MEDI_histogram(data)

It can be readily seen that the median and the log_zero_inflated mean lead to similar results, but are still different by almost a factor 2. The mean doesn’t represent anything well, and the log-transformed mean represents the “non-zero” part of the distribution quite well, as is to be expected. How does this look like when we only look at daytime values, which are expected to have fewer zero-lux values?

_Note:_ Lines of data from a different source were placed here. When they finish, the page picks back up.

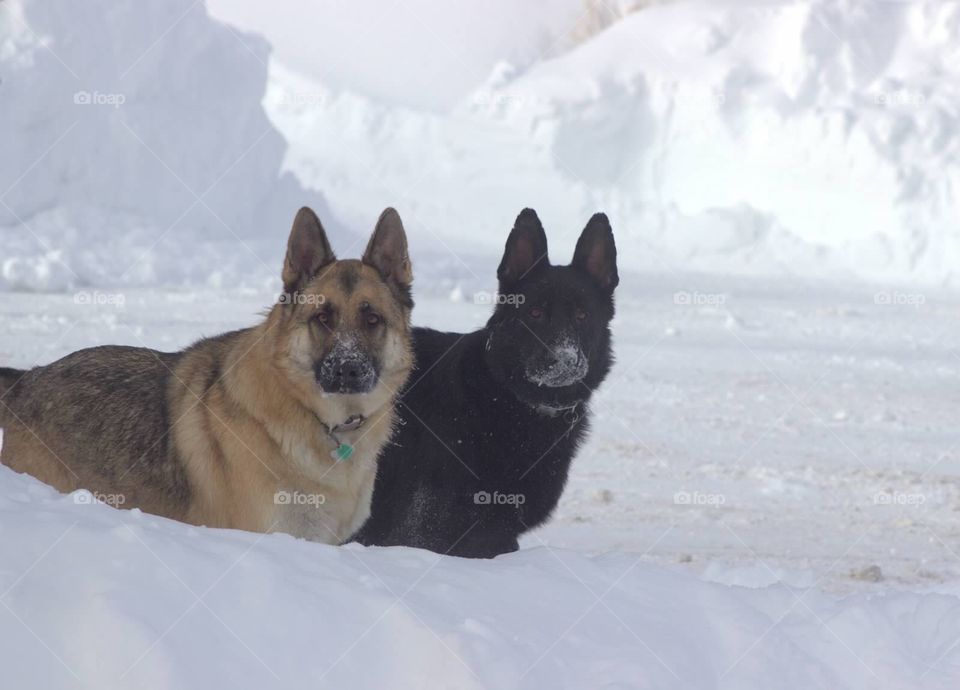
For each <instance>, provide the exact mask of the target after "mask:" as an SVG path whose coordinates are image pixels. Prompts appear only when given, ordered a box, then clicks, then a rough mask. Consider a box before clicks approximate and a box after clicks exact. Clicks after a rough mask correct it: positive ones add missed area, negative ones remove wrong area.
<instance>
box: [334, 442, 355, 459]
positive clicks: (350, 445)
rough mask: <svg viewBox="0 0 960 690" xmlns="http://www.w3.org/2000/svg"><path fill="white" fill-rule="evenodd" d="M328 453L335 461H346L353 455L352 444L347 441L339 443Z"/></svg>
mask: <svg viewBox="0 0 960 690" xmlns="http://www.w3.org/2000/svg"><path fill="white" fill-rule="evenodd" d="M330 455H331V457H333V459H334V460H336V461H337V462H346V461H347V460H349V459H350V457H351V456H352V455H353V446H351V445H350V444H349V443H341V444H340V445H339V446H337V449H336V450H335V451H333V452H332V453H331V454H330Z"/></svg>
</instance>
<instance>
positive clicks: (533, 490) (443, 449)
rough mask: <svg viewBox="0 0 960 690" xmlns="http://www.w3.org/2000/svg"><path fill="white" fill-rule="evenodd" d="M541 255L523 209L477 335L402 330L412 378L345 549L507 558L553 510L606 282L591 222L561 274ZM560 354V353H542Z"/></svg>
mask: <svg viewBox="0 0 960 690" xmlns="http://www.w3.org/2000/svg"><path fill="white" fill-rule="evenodd" d="M546 250H547V245H546V236H545V234H544V232H543V228H542V226H541V225H540V221H539V220H538V219H537V216H536V214H535V213H534V212H533V211H531V210H529V209H527V210H525V211H524V212H523V213H521V214H520V216H519V217H518V218H517V223H516V225H515V227H514V229H513V231H512V232H511V234H510V238H509V239H508V241H507V247H506V252H505V254H504V259H503V262H502V263H501V265H500V269H499V271H498V276H499V278H500V298H499V299H498V304H497V306H496V308H495V311H494V314H493V316H492V317H491V319H490V321H489V322H488V324H487V326H486V327H485V328H483V329H482V330H480V331H476V332H474V333H468V334H458V333H441V332H438V331H434V330H430V329H423V328H419V329H414V347H415V353H416V360H417V364H416V367H417V368H416V370H415V371H414V374H413V375H412V376H411V378H410V382H409V384H408V385H407V388H406V389H405V390H404V392H403V394H402V396H401V398H400V406H399V415H400V418H401V420H402V426H401V427H400V429H399V430H398V432H397V434H396V435H395V438H394V444H393V445H392V446H390V447H388V448H387V450H385V452H384V454H383V456H382V457H381V460H380V466H379V472H378V474H377V482H376V488H375V490H374V498H373V509H372V515H371V518H370V519H369V521H368V522H367V523H366V524H365V525H364V526H363V528H362V529H361V530H360V531H359V532H358V533H357V535H355V537H354V540H355V541H358V542H360V543H362V544H367V545H381V546H390V545H406V546H415V547H421V548H426V549H430V550H432V551H436V552H438V553H449V554H453V555H457V556H466V557H477V558H490V557H493V556H496V555H498V554H501V553H506V552H509V551H514V550H516V549H517V548H518V544H517V539H518V537H519V536H520V535H521V534H522V533H524V532H526V531H527V530H529V529H531V528H533V527H536V526H537V525H540V524H542V523H543V522H544V521H546V520H547V519H548V518H549V517H550V514H551V513H552V512H553V510H554V509H555V508H556V505H557V503H558V502H559V500H560V496H561V494H562V493H563V489H564V485H565V484H566V481H567V474H568V471H569V468H570V463H571V461H572V460H573V457H574V456H575V454H576V452H577V450H578V448H579V447H580V446H581V444H582V443H583V441H584V440H585V438H586V435H587V432H588V430H589V415H588V412H587V409H586V403H587V402H588V400H589V398H590V395H591V394H592V392H593V391H594V390H596V388H597V387H598V386H599V385H600V383H601V382H602V381H603V379H604V378H605V377H606V375H607V373H608V372H609V370H610V366H611V364H612V361H613V356H612V351H611V337H610V330H609V324H610V321H611V319H612V318H613V312H614V303H613V290H614V288H615V287H616V285H617V282H618V277H617V271H616V248H615V245H614V243H613V234H612V231H611V230H610V226H609V223H608V222H607V219H606V217H605V216H603V215H602V214H597V215H596V216H594V218H593V219H591V221H590V223H589V224H588V225H587V228H586V229H585V230H584V232H583V235H582V236H581V239H580V243H579V244H578V246H577V252H576V254H575V257H574V262H573V263H572V264H571V265H570V266H551V265H550V263H549V261H548V260H547V257H546ZM520 302H522V303H520ZM532 310H539V315H537V312H535V311H532ZM578 313H579V314H580V315H581V316H582V318H578ZM558 342H560V343H565V344H566V346H565V347H561V348H559V349H558V348H552V347H548V344H549V345H555V344H556V343H558ZM574 345H578V346H579V347H575V346H574ZM558 352H559V355H558V354H557V353H558ZM571 352H579V353H580V354H579V355H576V356H571V355H570V353H571ZM580 356H585V357H586V361H587V363H588V366H587V368H586V372H585V375H583V376H582V378H580V380H578V381H574V382H570V383H569V384H567V383H566V378H565V376H567V375H569V372H570V371H574V372H577V371H582V370H581V369H580V367H581V366H582V361H581V359H580ZM564 357H569V361H567V362H561V360H562V359H563V358H564ZM558 363H559V364H563V365H564V366H558ZM577 375H579V374H577ZM531 376H532V377H533V378H535V379H537V380H539V381H549V385H547V384H541V385H538V384H537V383H534V382H531V380H530V378H531ZM561 383H563V384H564V385H559V384H561ZM487 497H489V501H487V500H485V499H486V498H487ZM495 497H499V500H500V501H501V502H500V503H498V499H497V498H495Z"/></svg>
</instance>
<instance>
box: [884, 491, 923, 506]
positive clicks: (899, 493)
mask: <svg viewBox="0 0 960 690" xmlns="http://www.w3.org/2000/svg"><path fill="white" fill-rule="evenodd" d="M926 502H927V497H926V495H925V494H910V493H905V492H903V491H880V492H879V493H876V494H874V495H873V504H874V505H877V506H906V507H917V506H922V505H923V504H924V503H926Z"/></svg>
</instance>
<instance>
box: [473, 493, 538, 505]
mask: <svg viewBox="0 0 960 690" xmlns="http://www.w3.org/2000/svg"><path fill="white" fill-rule="evenodd" d="M526 502H527V497H526V495H524V494H502V493H500V492H499V491H494V492H493V493H490V492H489V491H478V492H477V493H475V494H474V495H473V503H474V505H478V506H522V505H523V504H524V503H526Z"/></svg>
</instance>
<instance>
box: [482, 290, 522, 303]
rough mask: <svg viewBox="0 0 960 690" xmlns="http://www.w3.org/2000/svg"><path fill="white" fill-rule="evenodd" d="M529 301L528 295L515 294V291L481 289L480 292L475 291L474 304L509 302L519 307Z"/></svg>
mask: <svg viewBox="0 0 960 690" xmlns="http://www.w3.org/2000/svg"><path fill="white" fill-rule="evenodd" d="M526 301H527V296H526V295H521V294H513V293H503V292H485V291H483V290H481V291H480V292H475V293H473V303H474V304H484V305H488V304H494V305H497V306H499V305H501V304H507V305H509V306H511V307H519V306H521V305H523V303H524V302H526Z"/></svg>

#looking only at daytime values of light exposure
day_data <- 
data |> 
  add_photoperiod(c(48.5, 9)) |> 
  filter(photoperiod.state == "day")

MEDI_histogram(day_data)

In cases with fewer zero-values, the log-transformed mean and the log_zero_inflated mean are more similar, but still is 50% higher on the untransformed mel EDI level.

Summary

In cases with many zero values, the log_zero_inflated mean is arguably a better representation of the location parameter data, as is the median. The log_zero_inflated mean is also a good choice for modelling, as it is not affected by zero values. The difference to log transformed data becomes more pronounced as the number of zero values increases.

We generally recommend to either use the median or the log_zero_inflated mean for summaries of light exposure data.